Layered patterning of hepatocytes in co-culture systems using microfabricated stencils
Cheul H. Cho,
Jaesung Park,
Arno W. Tilles,
François Berthiaume,
Mehmet Toner,
Martin L. Yarmush
Affiliations
Cheul H. Cho
1Center for Engineering in Medicine and Department of Surgery, Massachusetts General Hospital, Harvard Medical School, and the Shriners Hospitals for Children, Boston, MA, USA
Jaesung Park
1Center for Engineering in Medicine and Department of Surgery, Massachusetts General Hospital, Harvard Medical School, and the Shriners Hospitals for Children, Boston, MA, USA
Arno W. Tilles
1Center for Engineering in Medicine and Department of Surgery, Massachusetts General Hospital, Harvard Medical School, and the Shriners Hospitals for Children, Boston, MA, USA
François Berthiaume
1Center for Engineering in Medicine and Department of Surgery, Massachusetts General Hospital, Harvard Medical School, and the Shriners Hospitals for Children, Boston, MA, USA
Mehmet Toner
1Center for Engineering in Medicine and Department of Surgery, Massachusetts General Hospital, Harvard Medical School, and the Shriners Hospitals for Children, Boston, MA, USA
Martin L. Yarmush
1Center for Engineering in Medicine and Department of Surgery, Massachusetts General Hospital, Harvard Medical School, and the Shriners Hospitals for Children, Boston, MA, USA
Microfabrication and micropatterning techniques in tissue engineering offer great potential for creating and controlling microenvironments in which cell behavior can be observed.

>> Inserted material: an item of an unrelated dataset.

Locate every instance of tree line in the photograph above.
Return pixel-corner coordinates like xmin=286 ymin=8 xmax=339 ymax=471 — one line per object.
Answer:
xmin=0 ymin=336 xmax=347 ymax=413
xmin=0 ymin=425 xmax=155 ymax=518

Here we present a novel approach to generate layered patterning of hepatocytes on micropatterned fibroblast feeder layers using microfabricated polydimethylsiloxane (PDMS) stencils. We fabricated PDMS stencils to pattern circular holes with diameters of 500 µm. Hepatocytes were co-cultured with 3T3-J2 fibroblasts in two types of patterns to evaluate and characterize the cellular interactions in the co-culture systems. Results of this study demonstrated uniform intracellular albumin staining and E-cadherin expression, increased liver-specific functions, and active glycogen synthesis in the hepatocytes when the heterotypic interface between hepatocytes and fibroblasts was increased by the layered patterning technique. This patterning technique can be a useful experimental tool for applications in basic science, drug screening, and tissue engineering, as well as in the design of bioartificial liver devices.